Consistent Accesskey Functionality
Accesskeys are an accepted piece of accessible design practices, yet there is little consistency in how they map to common functionality.
I am currently conducting research for a project, and one of the more interesting and less common items I have delved into is the use and benefits of accesskeys in HTML.
Right now there is a huge conversation in the blogodome about accessibility. Although I wasn’t there, it seems the @media conference stirred quite a bit of yummy chunks from the bottom of the web standards pot, and everyone from Mike Davidson to 456 Berea Street has touched on the subject. This discussion has been fascinating to listen to. (Much more interesting than farking Ajax, anyway.)
But in the world of accessibility, accesskeys seem to be taken for granted. The topic comes up every now and then, but at this point it’s a large assumption that of course we’ll put in accesskeys—that’s just good wholesome accessibility practice, silly. Many standards-conscious designers are even kind enough to visually label what accesskeys are mapped to which links, or at least provide a list in the accessibility statement.
My initial goal was to find a recommended list of what accesskeys should map to what functionality. A best practices article, in other words. While I found many accessibility statements where I can pull averages, a bit from Dive Into Accessibility and some stuff from the W3C, nowhere could I find a central list of recommended keyboard shortcuts.
Some sites use all numbers, others use numbers and certain letters that map to the navigation. Some just use navigation shortcuts.
Diving a bit deeper into Google, I found the article “Accesskeys and Reserved Keystroke Combinations” on wats.ca, which is a nice chart of keyboard shortcuts used by common browsers and the two main players in assistive technology, IBM and JAWS. This relates to the debate on whether to even use accesskeys since many mirror common keyboard commands in the software itself. For instance, hitting Alt+H in Internet Explorer and most other programs will activate the Help menu, but if a site decides to use “H” as an accesskey for “Home,” then that could significantly interfere with software usability.
Taking this into consideration, and taking in the average of other sites, we can deduce some best practices in what accesskeys to use for what functionality.
- Accesskey 1—Home. Using the example above, we need to avoid “H” altogether and this is the next logical choice.
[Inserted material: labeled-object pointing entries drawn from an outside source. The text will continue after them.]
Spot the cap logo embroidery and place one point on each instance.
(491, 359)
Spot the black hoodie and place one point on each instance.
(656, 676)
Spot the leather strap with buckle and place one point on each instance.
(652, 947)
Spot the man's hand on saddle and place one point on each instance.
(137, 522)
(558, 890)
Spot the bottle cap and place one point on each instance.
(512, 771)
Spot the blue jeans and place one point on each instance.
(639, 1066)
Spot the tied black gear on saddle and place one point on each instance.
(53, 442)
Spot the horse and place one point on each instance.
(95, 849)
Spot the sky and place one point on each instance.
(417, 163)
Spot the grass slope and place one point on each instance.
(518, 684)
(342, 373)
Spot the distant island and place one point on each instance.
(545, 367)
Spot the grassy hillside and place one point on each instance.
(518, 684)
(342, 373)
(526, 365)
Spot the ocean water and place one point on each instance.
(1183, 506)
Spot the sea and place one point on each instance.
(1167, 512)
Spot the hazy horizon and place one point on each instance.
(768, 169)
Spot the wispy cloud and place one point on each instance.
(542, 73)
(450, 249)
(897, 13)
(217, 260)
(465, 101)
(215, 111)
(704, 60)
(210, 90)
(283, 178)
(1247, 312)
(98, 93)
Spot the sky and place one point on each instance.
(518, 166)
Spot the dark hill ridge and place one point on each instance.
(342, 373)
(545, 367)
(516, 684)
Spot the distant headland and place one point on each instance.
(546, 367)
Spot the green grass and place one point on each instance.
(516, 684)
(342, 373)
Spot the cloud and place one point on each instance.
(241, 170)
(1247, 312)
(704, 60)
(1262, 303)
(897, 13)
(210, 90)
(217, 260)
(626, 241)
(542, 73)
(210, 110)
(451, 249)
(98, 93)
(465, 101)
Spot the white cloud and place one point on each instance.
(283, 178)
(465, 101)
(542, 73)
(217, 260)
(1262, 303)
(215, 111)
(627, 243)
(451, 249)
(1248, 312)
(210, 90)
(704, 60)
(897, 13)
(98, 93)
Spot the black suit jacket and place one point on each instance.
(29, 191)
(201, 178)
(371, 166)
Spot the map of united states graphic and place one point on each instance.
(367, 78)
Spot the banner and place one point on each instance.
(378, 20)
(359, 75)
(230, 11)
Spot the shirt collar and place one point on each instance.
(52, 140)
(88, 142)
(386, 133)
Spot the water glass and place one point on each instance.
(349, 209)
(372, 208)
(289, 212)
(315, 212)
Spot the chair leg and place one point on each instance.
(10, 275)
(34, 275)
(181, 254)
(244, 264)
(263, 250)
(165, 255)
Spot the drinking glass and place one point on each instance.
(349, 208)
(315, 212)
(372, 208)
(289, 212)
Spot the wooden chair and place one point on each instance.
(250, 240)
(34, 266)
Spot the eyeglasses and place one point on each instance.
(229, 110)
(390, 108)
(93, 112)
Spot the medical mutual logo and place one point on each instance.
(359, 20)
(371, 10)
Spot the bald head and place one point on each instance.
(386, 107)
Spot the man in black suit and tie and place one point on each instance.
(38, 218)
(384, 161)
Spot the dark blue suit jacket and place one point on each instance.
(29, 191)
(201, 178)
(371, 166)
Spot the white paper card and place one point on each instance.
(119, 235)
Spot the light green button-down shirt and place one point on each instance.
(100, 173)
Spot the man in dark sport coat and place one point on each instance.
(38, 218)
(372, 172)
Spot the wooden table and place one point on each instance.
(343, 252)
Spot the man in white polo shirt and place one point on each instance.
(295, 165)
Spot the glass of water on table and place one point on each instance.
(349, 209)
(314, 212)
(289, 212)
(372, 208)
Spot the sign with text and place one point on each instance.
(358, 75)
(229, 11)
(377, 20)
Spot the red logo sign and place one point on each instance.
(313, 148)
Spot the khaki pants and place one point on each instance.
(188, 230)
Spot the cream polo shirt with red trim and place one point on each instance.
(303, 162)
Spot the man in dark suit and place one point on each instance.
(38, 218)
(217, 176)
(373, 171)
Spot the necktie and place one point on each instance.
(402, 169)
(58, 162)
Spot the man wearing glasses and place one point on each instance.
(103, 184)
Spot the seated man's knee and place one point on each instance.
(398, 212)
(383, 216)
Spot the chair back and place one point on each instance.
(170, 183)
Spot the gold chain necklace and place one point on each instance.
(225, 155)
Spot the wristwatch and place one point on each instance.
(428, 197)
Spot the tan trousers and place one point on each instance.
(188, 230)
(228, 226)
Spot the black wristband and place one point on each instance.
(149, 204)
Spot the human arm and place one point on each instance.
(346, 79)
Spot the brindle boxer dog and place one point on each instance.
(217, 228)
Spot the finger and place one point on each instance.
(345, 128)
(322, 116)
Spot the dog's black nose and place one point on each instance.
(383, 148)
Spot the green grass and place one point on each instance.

- Accesskey 2—Jump to content / skip navigation. This was recommended by Mark Pilgrim in Dive Into Accessibility, and I’ve seen it widely adopted on other sites. There is some discrepancy among various sites, but “2” seems to be used most.
- Accesskey 4—Search. Either a dedicated search page or the button that activates the search button.
- Accesskey 9—Contact. Every site should have a dedicated contact page. Accesskey “C” could also work, since it is not widely used by other software, but “9” is recommended and put into practice by most sites.
You’ll notice they’re not letters. Using the handy chart mentioned above, it’s easy to see that almost all letters are taken by any one of all of the software titles. While some letters are fairly unused (“R,” for example), a good chunk have been claimed by software functionality. Of these, we can form a blacklist of accesskeys to avoid: D, E, F, H, T, V and W.
Although there are a few sites that have navigation-specific shortcuts (such as the first letter of each section), most are content in providing a simple navigation framework comprised of the numbers above. The ultimate goal would be to provide a dedicated list of recommended keyboard shortcuts, not unlike what the UK government offers in UK Government Access Key Standards.
Moving forward, it would be best to have a consistent accesskey scheme. This would allow for software manufacturers to create their keyboard commands around a published list of keys as well as not force users to learn new key commands for every website they visit.